"I’m also glad to see it’s not been a ‘race to the bottom’ with rates, seeing a slight increase to 0.95% against the average rate of 0.94% in Q2."
Bridging redemption methods are increasingly shifting from 'sale' to 'refinance', according to the latest data from West One Loans.
For the first half of 2018, refinance had already become the main method of redemption, with 51.7% of loan exits being the transfer of debt into a different form of finance. Over the same period in 2019, this rose to 59.1%, while property sale dropped from 28.5% to 26.2%.
West One says developers and property owners using a bridge are "finding it harder to make the sale, or perhaps more pertinently, make the sale at the price they want to achieve".

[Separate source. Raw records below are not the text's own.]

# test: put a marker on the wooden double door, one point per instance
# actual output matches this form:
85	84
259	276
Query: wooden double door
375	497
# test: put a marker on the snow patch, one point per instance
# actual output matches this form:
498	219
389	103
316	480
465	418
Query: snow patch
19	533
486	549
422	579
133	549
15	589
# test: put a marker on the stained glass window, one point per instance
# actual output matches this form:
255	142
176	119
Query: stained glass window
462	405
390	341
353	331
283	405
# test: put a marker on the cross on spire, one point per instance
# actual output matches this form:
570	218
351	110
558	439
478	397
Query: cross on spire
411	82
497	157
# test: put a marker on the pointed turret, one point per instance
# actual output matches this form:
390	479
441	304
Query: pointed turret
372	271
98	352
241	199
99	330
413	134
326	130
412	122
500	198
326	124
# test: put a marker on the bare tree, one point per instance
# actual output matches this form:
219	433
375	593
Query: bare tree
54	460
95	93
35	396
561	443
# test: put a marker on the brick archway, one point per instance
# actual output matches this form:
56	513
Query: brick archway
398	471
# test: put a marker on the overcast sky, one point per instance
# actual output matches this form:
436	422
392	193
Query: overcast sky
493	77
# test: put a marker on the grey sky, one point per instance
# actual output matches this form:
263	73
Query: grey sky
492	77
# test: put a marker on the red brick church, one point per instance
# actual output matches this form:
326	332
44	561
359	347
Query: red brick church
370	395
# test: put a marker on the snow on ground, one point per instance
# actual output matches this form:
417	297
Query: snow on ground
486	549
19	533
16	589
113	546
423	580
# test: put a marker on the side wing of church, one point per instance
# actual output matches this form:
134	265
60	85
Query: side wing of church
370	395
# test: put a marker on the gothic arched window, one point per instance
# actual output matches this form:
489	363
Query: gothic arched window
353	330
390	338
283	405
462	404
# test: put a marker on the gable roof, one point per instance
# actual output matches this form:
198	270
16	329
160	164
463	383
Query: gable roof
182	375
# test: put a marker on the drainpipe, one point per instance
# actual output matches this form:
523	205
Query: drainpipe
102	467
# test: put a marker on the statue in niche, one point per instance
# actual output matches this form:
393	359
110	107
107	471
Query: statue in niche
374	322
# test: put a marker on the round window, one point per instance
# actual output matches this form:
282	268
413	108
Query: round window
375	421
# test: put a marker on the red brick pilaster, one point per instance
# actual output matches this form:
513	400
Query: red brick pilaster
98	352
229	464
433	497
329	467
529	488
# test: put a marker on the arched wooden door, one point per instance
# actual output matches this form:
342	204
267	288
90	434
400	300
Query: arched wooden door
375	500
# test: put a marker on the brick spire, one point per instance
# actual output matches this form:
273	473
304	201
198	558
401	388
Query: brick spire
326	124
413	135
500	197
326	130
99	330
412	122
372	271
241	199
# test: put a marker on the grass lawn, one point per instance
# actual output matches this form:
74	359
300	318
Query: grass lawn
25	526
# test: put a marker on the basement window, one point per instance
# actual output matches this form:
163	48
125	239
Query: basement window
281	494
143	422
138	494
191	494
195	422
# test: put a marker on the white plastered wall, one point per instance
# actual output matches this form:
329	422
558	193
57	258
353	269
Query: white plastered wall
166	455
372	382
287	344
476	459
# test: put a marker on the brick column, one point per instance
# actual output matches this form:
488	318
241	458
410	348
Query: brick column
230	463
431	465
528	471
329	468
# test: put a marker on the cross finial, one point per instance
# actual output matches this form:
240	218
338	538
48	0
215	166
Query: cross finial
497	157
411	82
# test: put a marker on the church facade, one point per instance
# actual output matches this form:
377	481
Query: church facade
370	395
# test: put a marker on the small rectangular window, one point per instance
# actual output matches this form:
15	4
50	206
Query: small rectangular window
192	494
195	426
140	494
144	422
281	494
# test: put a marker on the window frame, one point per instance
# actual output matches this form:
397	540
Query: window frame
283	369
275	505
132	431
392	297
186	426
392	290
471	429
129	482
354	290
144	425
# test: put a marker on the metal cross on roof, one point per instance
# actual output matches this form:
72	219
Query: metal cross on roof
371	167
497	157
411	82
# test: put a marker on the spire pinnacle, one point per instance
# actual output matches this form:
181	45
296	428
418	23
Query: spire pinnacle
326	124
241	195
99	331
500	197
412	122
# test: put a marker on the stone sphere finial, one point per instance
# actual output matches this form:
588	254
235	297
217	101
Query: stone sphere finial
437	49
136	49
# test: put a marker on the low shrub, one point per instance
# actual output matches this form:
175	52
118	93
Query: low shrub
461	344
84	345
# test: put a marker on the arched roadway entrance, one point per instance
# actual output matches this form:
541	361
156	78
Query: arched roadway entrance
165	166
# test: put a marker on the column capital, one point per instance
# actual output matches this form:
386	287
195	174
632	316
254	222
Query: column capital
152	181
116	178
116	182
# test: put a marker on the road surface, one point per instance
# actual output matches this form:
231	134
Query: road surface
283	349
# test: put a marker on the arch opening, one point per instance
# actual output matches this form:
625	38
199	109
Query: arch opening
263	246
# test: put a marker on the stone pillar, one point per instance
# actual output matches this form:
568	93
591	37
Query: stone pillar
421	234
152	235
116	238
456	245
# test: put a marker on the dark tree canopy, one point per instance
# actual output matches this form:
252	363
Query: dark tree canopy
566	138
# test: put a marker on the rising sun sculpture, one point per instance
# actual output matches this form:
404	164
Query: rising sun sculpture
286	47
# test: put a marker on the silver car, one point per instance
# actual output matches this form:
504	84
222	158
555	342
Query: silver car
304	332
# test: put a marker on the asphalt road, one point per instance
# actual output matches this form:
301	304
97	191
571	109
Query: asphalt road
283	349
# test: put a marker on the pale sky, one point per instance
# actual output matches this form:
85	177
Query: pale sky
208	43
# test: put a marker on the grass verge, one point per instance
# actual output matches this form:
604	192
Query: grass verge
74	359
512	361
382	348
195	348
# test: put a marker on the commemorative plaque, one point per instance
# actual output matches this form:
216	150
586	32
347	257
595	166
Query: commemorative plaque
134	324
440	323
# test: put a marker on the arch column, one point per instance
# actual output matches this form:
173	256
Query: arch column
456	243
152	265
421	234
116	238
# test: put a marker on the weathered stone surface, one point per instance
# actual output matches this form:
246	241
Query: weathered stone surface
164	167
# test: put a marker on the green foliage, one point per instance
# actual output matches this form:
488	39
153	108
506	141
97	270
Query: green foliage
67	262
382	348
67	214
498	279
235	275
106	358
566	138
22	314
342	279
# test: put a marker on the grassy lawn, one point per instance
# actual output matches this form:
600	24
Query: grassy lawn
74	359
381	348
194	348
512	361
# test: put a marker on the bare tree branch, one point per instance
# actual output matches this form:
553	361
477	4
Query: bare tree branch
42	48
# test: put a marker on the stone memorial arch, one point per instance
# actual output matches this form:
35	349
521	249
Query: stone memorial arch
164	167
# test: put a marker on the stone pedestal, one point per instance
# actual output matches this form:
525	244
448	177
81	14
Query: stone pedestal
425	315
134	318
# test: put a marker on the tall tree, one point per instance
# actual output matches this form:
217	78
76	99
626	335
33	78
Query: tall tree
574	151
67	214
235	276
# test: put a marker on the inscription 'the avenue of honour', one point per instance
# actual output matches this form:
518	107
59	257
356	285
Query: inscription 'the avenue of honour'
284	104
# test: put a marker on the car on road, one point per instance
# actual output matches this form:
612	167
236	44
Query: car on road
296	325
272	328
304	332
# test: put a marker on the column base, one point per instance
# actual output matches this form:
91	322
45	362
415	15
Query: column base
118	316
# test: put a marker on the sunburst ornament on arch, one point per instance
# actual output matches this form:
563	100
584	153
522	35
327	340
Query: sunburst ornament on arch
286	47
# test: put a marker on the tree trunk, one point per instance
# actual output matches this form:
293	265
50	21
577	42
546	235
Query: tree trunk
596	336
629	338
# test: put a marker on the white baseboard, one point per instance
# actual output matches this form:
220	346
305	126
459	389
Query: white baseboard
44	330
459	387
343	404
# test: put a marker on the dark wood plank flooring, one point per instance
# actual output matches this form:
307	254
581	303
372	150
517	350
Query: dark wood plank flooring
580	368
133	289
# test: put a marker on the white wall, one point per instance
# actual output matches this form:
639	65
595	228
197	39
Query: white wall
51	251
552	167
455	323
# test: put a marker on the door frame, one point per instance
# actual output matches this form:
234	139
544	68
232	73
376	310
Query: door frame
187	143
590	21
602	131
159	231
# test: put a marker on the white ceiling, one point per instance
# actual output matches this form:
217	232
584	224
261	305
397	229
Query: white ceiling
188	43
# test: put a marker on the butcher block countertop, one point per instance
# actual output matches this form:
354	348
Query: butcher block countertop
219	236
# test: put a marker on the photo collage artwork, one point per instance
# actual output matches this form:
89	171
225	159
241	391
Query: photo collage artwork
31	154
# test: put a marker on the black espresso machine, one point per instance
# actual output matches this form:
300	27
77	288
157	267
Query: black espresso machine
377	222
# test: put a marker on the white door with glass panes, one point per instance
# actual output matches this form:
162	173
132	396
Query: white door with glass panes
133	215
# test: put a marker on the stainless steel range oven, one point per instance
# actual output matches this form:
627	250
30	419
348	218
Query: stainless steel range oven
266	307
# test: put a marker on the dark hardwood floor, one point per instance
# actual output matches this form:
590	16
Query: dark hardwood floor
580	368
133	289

The lender says competitive buy-to-let mortgage products are also causing an increasing number of borrowers to keep hold of their property and add it to their portfolio.
West One says ttis trend is helping fuel the increase in bridge-to-let mortgages and "further demonstrates how exits are changing for borrowers".
Its data shows that gross annual bridging lending increased to £5.6bn for the second quarter of 2019, a modest increase on the previous quarter and the third highest on record. These top three peaks in annual lending have all occurred in the last four quarters.
Stephen Wasserman, managing director of West One Loans, said: “West One has enjoyed a strong first half of the year, which has seen us completing some of our largest loans. Q2 started incredibly well for us as we were able to deliver two record months EBITDA for the lending business in April and May. This has been backed up by strong enquiry levels throughout the quarter, which were higher than we anticipated at the beginning of the year.
"With a few well-known lenders leaving the market, perhaps we are benefitting from strong demand shared amongst fewer lenders.
"Our average loan size was, naturally, boosted by some larger loans that we were able to complete at the beginning of this quarter, so we did see this fall as the quarter went on – but these look very healthy for us and the industry as a whole, which is positive news.
"I’m also glad to see it’s not been a ‘race to the bottom’ with rates, seeing a slight increase to 0.95% against the average rate of 0.94% in Q2.”